Diritto di cronaca e diritto di causa
La libertà di stampa è sacrosanto principio di democrazia, corollario degli altri diritti che ne sono fondamento: libertà di pensiero e di parola. Non si possono limitare la stampa e il diritto di cronaca, così come non si può ostacolarla frapponendo ostacoli anche indiretti quali impedire forme di finanziamento. Tali atteggiamenti sono tipici di regimi illiberali e totalitari. Ciò premesso, è allo stesso modo diritto di chiunque quello di poter agire in giudizio per tutelare le proprie ragioni. E anche questo diritto non può trovare limiti, anche laddove venga usato nei confronti di chi esercita a sua volta un proprio diritto. Specialmente se quest’ultimo abbia superato i limiti che gli vengono imposti dalla sua attività, dal buonsenso, dalle leggi.
La vicenda di Marco Travaglio, condannato a risarcire Renzi Padre per i suoi articoli, ha visto una reazione a dir poco scomposta e ai limiti del terrorismo psicologico. Con un linguaggio insinuante e rivendicando la bontà del proprio operato, pesantemente censurato in sede giudiziaria, il giornalista chiede l’aiuto dei propri lettori per riparare ad un suo errore e lancia un appello pietistico sostenendo che il continuo ricevere citazioni, e magari perdere le cause, porterebbe un giornale non sovvenzionato al rischio di chiusura. Viene poi lamentata la sproporzione nella misura del risarcimento.
Due semplici osservazioni sono d’obbligo. Non si può impedire a nessuno di agire in giudizio per tutelare il suo nome e la sua onorabilità quando si senta leso nei suoi diritti e nella sua immagine.

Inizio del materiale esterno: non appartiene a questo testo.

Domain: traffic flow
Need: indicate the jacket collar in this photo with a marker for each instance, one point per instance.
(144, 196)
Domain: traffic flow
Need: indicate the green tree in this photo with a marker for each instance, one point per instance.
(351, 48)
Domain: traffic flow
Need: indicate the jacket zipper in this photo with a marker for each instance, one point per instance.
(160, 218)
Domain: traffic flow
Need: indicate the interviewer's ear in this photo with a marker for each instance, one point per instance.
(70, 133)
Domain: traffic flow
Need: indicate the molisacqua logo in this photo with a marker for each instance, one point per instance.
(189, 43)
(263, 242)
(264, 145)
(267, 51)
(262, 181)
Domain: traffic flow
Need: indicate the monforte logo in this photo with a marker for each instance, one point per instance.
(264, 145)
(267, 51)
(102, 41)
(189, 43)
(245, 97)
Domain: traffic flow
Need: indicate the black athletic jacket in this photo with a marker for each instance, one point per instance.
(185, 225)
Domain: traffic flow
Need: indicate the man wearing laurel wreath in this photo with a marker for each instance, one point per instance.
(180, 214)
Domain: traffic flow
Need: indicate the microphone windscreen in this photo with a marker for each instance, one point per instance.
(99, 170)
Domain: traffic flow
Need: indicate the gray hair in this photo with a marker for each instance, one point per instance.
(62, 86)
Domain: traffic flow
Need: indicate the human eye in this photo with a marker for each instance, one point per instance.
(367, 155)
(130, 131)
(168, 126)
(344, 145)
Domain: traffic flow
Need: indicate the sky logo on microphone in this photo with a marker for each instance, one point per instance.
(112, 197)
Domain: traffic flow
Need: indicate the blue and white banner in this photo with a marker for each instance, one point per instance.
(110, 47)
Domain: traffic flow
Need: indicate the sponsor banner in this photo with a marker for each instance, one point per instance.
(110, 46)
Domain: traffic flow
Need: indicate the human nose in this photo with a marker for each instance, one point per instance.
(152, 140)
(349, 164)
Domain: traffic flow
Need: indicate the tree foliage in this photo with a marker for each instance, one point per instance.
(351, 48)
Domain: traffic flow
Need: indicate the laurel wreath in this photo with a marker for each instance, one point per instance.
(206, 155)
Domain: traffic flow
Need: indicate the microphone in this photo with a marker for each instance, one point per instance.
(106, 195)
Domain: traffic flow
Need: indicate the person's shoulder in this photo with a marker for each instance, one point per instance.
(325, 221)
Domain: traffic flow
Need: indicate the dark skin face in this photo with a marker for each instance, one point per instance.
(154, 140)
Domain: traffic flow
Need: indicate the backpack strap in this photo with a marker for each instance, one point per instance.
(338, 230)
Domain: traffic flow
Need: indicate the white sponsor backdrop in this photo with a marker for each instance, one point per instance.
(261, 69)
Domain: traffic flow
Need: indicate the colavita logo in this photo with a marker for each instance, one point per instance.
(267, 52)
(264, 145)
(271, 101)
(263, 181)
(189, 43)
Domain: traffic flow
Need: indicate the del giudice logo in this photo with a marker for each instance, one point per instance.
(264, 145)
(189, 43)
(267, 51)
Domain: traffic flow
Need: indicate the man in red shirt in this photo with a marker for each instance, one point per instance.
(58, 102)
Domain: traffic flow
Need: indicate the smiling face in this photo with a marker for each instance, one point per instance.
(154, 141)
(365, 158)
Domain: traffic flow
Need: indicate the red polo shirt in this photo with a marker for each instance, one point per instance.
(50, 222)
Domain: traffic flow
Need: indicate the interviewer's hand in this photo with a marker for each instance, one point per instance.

E la misura del danno è data, oltre che dalla visibilità che ha una persona in quanto tale, dalla eco che il giornalista gli ha creato addosso. Sbattere il mostro in prima pagina può ritorcersi contro lo stesso giornalista quando una sentenza dichiara che non si tratta di mostro.
Secondo punto su cui riflettere – e Travaglio prima di pubblicare le proprie perorazioni e rivendicazioni avrebbe dovuto fermarsi a farlo, specialmente laddove parla di buon giornalismo – è che quella a favore di Tiziano Renzi è almeno la terza sentenza nei confronti di lui e del suo giornale con cui si valuta negativamente il suo operato.
Travaglio parla di giornalismo che incontri il favore dei lettori. E’ un’affermazione infelice: il giornalista non deve far felice il suo pubblico; quello è compito di un comico o di un politico che sbandiera un programma elettorale, magari irrealizzabile. Il giornalista deve dare notizie e opinioni. Ma se l’opinione diviene strumentalizzazione o ricerca del consenso popolare, la magistratura non lo ha ritenuto corretto svolgimento del proprio ruolo.